E o tal "mestre" saciou a  sua fome às custas de NPCs e PCs sem cerimônia.

O momento mais marcante foi quando o meu "filho" cabeça oca foi atacado. Foi uma daquelas cenas idiotas que só quem é noob em Cthulhu embarca -- ele saiu da casa sozinho para ver se conseguia achar uma arma no celeiro. O tal enfermeiro surgiu de surpresa e cravou o machado nas costas do infeliz enquanto gritava sua frase de efeito.

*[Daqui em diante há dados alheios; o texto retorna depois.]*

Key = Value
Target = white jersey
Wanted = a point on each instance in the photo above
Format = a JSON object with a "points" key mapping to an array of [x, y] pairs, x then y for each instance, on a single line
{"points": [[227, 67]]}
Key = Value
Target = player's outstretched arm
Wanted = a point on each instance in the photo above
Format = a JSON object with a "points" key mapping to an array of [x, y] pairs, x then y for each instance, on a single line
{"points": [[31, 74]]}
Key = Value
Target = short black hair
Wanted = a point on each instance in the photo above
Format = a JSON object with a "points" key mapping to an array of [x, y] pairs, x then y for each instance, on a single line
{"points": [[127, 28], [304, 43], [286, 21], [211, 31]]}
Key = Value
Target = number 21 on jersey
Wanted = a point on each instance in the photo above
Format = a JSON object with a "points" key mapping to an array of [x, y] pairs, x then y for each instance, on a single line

Todo mundo na mesa perdeu 1d4 pontos de sanidade... menos eu. Como o falecido (o cara morreu com a machadada!) era meu "filho" eu perdi 1d10 pontos. Rolei o dado e lá foi.. 10! D-E-Z.

Antes que eu pudesse perguntar o que aquilo queria dizer, o keeper (você mesmo Artur, não se esconde aí não!), disse algo como: "Olha, um maluco acaba de matar seu filho com um machado. Como você reage?"


Caramba, troço profundo! Até então, na minha biografia como jogador eu havia perdido alguns aliados inócuos, mas nunca um membro da família (por mais idiota e descuidado que fosse!).

"- Eu grito em desespero!" disse, parecia a reação condizente.

"- Boa! Então grita aí" disse o keeper.

"- Como é?" perguntei meio sem entender.

"- É grita aí! Você perdeu seu filho, grita aí!"

"- aaaah" eu murmurei meio sem graça.

"- Não... assim não... assim ó: AAAAAAAAAAAAAAAAAAHHHHHHHHHHHHHHH"!!!!!!!!!!!

Momento de silêncio. Todas as mesas no "Salão do Terror" pararam o que estavam fazendo. Dados congelaram no ar. Monstros olharam para o lado. Heróis ficaram estáticos.

E em seguida vem a reação: Aplausos!

De todos os cantos, de todas as mesas, de todos mestres e jogadores presentes.

Grande estória, grande aventura, grande interpretação.


Ah sim, meu personagem acometido de uma Insanidade ficou para trás quando o tal "mestre", uma bolha assassina apareceu e resolveu devorar pessoalmente os jogadores sem confiar em intermediários...

Mas não tinha importância. Todos os personagens morreram vítimas da criatura e de sua terrível fome blasfema. Um dos meus colegas mais radicais reclamou (aquele que discursou contra a mortalidade do sistema), mas da minha parte, era fato consumado: Cthulhu havia lançado seus tentáculos e o culto havia ganhado mais um seguidor fiel.

Depois dessa aventura eu me tornei um fã do cenário. Um dos jogadores que fazia parte da mesa tinha o livro e estava animadíssimo para mestrar e os que tinham gostado queriam mais, mais, mais... esse keeper, também muito bom por sinal, mestrou algumas vezes para nós e fortaleceu nosso vínculo com Cthulhu.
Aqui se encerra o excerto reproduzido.